The old man passed that winter, and the quality of the plant began to deteriorate. The investors were disapointed, but, as is the case with all good investors, they had an alternate plan. They would have to convert the Brie factory over to the manufacture of yogurt, a mediocre quality product with great mass appeal. Why, they would make millions! ``We should have done this long ago, George!''
A food process technologist was flown in from Cincinnati, Ohio, U. S. A. to size up the situation and determine what changes would have to be made in order to convert the plant. He toured the facility and admired the beautiful grounds, observing the neatly swept sidewalks and freshly mown grass. He was especially fond of the old farm house. He himself was in the process of renovating an old home on the Ohio in Kentucky.
When he watched the futile robot in action, he commented to the aide at his side, ``Gee, that's neat.'' But as the fickle finger perforated the Rhine, the caustic fumes of NH3 percolated up his nostrils. ``How can anybody eat that stuff? It smells just like horse piss!'' Jane commented that it didn't smell that way when everything was working right, and that was supposed to be the very reason why he was here.
SO... he called in the chemical engineers, and they recommended various and sundry methods of altering the ammonia concentration in the product. ``But we're supposed to start making yogurt next week,'' Jane protested. ``Shut up J. J., can't you see I'm busy trying to save this whole wretched mess single handedly?''
Then he had sensors installed and thoroughly overhauled and cleaned up the entire system.

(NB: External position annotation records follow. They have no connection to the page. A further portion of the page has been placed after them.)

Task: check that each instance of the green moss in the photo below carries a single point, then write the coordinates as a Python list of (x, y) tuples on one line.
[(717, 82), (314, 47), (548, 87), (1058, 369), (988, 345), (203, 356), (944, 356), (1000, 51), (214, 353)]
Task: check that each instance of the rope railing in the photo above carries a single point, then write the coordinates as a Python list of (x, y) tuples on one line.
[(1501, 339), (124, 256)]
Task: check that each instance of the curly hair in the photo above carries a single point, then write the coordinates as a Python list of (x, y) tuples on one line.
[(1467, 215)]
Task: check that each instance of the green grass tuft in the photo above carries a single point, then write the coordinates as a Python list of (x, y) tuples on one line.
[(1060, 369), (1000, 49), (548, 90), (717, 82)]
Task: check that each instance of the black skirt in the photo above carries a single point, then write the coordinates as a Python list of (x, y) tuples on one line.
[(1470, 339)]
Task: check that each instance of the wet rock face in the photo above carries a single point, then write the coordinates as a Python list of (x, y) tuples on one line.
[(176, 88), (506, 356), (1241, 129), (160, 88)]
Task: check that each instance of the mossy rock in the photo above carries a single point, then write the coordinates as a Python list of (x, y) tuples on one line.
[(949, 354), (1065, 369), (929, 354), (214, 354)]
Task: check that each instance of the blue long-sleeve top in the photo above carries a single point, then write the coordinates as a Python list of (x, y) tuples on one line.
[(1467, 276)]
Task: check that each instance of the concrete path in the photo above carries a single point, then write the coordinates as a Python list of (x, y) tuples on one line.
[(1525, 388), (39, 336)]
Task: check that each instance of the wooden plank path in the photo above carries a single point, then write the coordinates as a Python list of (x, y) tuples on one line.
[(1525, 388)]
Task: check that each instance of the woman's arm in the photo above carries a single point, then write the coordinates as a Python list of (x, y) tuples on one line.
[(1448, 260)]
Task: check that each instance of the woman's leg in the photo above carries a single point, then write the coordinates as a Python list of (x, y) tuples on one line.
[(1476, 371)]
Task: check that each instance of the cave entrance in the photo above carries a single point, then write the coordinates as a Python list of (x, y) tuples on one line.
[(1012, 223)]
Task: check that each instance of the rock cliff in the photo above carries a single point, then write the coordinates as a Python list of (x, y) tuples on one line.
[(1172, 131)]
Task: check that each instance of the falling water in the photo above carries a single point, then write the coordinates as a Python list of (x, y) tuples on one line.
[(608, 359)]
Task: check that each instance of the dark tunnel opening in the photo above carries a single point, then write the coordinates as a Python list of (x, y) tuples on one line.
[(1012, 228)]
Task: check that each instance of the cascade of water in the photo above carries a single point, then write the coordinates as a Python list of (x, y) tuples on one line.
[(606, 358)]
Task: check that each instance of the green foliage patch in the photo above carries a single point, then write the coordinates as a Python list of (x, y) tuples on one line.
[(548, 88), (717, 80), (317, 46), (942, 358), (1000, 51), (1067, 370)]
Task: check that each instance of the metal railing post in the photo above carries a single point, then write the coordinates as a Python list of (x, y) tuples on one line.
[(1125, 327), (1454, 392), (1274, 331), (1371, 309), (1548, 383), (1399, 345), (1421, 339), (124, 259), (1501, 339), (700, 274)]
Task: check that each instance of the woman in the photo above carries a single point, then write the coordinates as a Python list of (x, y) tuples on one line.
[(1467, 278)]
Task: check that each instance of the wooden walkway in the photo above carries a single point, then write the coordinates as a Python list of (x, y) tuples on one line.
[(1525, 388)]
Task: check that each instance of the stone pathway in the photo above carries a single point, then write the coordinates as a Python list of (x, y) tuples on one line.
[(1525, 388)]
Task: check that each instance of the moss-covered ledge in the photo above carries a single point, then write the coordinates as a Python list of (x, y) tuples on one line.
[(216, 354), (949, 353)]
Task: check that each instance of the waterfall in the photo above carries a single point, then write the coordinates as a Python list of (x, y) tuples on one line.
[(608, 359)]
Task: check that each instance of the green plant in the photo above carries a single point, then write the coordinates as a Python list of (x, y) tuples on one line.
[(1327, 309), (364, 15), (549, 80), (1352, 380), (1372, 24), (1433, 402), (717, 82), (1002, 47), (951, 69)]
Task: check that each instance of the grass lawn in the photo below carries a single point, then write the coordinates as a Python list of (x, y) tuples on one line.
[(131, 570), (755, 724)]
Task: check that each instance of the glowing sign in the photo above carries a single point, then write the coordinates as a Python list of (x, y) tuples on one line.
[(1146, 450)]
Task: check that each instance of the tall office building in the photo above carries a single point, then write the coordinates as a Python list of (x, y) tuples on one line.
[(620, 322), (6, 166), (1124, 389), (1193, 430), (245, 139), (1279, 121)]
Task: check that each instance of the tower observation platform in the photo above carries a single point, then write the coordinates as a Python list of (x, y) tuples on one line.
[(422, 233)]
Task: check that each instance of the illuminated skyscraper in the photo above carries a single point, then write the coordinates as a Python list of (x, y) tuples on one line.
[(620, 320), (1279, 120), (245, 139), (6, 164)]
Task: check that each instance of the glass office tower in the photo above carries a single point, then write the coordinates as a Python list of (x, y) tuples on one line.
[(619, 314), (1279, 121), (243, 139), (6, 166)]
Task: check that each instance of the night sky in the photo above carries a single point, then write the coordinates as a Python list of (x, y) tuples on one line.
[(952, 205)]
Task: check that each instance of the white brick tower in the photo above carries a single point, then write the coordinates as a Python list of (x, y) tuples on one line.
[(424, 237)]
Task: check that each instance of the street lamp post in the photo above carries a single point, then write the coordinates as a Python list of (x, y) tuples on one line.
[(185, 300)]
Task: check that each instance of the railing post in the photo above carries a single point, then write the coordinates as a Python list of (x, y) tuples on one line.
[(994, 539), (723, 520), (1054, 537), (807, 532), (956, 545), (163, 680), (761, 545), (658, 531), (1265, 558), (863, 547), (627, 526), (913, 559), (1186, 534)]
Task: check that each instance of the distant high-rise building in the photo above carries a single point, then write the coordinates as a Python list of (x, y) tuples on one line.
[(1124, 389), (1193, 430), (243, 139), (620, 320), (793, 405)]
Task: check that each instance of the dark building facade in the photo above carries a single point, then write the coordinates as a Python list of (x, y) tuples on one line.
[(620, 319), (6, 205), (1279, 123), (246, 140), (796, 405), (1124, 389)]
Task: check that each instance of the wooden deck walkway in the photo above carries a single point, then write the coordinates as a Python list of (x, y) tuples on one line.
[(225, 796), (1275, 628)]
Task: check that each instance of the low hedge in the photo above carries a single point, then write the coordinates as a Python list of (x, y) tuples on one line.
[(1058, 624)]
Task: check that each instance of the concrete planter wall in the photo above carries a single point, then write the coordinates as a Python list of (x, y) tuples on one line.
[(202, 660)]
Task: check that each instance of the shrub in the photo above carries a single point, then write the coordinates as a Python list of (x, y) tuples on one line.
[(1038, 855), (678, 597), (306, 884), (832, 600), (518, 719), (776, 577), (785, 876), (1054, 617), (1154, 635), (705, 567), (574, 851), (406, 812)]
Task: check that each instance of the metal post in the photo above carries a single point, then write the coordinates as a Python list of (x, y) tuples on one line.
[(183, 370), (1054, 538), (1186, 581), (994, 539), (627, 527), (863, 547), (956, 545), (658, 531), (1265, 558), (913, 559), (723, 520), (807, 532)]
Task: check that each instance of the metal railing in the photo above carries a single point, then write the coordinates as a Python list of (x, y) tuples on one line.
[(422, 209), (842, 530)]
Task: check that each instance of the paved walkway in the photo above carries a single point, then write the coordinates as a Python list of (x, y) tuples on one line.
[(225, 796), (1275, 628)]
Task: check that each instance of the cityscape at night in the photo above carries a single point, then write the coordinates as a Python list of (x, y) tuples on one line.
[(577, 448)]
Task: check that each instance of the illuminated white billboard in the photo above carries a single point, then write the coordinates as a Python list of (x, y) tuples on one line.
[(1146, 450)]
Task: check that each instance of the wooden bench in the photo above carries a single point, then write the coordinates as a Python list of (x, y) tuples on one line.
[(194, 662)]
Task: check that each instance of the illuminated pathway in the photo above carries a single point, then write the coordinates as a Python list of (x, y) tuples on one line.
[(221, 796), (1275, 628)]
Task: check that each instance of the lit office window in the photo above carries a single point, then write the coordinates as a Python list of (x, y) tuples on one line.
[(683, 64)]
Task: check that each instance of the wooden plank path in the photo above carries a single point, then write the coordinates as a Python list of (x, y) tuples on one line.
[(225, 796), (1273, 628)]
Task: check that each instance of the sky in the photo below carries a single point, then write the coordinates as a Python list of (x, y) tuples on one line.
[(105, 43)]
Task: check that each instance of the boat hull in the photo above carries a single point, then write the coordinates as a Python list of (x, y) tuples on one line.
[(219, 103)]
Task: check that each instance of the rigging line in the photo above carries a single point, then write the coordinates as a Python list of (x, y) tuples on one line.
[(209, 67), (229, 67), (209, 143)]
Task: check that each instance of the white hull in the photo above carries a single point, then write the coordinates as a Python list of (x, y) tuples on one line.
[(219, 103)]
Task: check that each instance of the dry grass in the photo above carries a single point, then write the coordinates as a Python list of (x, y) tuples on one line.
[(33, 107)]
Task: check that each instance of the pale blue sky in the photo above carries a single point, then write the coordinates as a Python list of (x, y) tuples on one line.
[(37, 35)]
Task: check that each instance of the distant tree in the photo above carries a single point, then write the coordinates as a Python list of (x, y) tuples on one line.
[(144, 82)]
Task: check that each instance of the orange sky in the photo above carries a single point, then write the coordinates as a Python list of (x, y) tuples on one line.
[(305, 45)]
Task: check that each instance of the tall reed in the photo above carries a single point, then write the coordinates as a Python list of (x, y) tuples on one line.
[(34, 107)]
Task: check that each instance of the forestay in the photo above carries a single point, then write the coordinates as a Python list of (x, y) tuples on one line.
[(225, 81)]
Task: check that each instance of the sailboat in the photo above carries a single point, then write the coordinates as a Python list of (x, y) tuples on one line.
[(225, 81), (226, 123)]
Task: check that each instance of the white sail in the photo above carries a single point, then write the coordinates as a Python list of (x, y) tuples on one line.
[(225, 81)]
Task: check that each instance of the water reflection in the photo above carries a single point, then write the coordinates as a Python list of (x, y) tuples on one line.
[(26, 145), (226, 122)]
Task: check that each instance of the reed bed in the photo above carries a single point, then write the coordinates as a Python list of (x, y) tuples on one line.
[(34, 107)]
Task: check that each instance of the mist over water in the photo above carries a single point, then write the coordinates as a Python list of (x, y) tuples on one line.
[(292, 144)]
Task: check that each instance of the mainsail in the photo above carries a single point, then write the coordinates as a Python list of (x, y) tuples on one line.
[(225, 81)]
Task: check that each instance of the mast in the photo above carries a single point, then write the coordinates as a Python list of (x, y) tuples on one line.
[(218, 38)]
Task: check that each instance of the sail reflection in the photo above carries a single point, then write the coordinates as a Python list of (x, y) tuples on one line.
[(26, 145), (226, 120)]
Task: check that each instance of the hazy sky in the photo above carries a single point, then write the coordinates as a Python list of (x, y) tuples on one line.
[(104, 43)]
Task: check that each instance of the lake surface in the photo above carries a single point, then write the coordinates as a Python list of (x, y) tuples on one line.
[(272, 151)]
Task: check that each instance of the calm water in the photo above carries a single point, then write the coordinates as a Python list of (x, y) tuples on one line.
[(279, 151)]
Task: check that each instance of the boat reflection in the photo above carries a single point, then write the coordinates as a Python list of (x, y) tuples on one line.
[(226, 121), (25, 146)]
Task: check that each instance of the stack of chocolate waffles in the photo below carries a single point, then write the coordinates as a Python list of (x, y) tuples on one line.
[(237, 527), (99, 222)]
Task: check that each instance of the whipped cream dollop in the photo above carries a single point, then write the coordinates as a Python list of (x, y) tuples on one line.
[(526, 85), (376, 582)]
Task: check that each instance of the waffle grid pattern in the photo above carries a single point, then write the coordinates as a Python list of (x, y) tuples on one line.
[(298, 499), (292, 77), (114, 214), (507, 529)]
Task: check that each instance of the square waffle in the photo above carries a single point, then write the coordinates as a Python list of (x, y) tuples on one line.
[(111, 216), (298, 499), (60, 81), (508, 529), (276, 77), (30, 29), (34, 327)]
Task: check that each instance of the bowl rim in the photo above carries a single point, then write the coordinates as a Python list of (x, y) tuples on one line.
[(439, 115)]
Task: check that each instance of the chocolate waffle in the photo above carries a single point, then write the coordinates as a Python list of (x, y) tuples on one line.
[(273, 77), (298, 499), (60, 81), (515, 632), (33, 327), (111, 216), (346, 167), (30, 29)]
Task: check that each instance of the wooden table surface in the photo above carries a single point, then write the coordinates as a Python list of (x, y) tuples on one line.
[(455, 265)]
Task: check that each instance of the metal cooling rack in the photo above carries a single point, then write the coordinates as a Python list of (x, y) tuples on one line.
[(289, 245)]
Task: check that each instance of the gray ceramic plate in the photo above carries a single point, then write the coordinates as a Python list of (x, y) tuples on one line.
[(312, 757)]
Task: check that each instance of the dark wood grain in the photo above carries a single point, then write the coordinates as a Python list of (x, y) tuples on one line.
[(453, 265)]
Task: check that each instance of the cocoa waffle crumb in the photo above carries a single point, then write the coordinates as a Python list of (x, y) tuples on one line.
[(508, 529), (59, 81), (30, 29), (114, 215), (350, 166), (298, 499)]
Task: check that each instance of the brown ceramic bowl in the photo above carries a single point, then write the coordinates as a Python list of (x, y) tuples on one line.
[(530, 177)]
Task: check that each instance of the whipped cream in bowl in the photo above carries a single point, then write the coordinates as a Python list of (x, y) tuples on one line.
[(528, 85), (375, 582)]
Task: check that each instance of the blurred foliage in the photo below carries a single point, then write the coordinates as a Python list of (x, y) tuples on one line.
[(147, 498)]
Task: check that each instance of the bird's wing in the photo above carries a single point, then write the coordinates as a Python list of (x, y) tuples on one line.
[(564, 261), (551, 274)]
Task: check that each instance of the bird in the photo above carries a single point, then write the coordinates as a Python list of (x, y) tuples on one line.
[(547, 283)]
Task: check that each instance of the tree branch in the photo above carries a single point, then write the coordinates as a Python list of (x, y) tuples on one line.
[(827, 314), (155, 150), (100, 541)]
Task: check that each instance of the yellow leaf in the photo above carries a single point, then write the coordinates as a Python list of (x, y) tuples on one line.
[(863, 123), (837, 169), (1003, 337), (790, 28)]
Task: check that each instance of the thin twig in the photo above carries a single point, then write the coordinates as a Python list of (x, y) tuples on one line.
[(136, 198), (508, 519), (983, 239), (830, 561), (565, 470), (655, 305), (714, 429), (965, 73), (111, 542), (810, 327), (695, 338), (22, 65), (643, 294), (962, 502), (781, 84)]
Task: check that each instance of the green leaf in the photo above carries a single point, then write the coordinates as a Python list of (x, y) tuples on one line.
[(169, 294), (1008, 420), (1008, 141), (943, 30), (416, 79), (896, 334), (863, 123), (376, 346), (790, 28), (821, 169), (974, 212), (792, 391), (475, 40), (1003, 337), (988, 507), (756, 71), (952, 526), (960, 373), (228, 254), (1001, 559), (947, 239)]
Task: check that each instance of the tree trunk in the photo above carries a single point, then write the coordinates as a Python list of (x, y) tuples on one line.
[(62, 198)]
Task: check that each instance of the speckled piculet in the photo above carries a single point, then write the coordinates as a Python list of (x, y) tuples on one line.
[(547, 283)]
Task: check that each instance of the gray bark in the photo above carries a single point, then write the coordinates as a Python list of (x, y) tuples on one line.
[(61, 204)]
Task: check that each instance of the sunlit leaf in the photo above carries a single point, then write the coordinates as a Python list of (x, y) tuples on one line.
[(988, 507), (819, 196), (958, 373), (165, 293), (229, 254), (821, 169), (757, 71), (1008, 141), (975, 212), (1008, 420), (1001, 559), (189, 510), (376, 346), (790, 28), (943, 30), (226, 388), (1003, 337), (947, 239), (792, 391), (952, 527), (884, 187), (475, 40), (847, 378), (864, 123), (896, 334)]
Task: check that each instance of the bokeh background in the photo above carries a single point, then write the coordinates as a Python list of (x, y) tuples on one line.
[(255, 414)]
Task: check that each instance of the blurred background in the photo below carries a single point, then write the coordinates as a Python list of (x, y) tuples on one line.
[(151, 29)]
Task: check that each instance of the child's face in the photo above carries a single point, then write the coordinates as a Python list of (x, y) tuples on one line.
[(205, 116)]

He was particularly perplexed as to how the process functioned at all when he discovered a blackened and charred set of contact points on a float switch in the pump room, but not having a replacement set available, he burnished them with a special diamond dust coated feeler gauge designed just for the refurbishing of bimetalic contacts. ``That should keep y'all happy for another hundred years or so,'' he thought proudly to himself.
Today, the plant is again turning out the finest Brie cheeses in the entire world. But last night, a drunk maintenance worker spilled beer on a float switch in the pump room. ``I hope nobody saw that,'' he mumbled to himself.
AUTHOR'S REMARKS: This story deliberately commits the usage error of sylleptic ambiguity in numerous places. Phrases are used twice with entirely different meanings the second time. The thought patterns of the characters, and indeed the whole situation, are faulty. Even worse, semantic drift occurs as the key people arrive and are replaced, so that the problem being solved is never really understood--nothing is definite. I consider this a characteristic of any large project, since people come and people go, but the project goes on.
I wrote this in about 45 minutes at 2 AM after being up almost 48 hours working on some difficult algorithms (in FORTH no less!). After I got them to work, I needed to unwind before going to bed.
While the paragraph beginning, ``kNOWLEDGE ENGINEERING IS INDEED A VERY DIFFICULT ART'' was an accident with the CAPS-LOCK key, I thought it added a rather nice effect, so I left it that way. The backwards single quotes in ' BK BN RD OR YL GN BU VI GY WT ` were deliberate from the beginning.
The whole story is putrid with puns, mostly technological ones. How many could you find?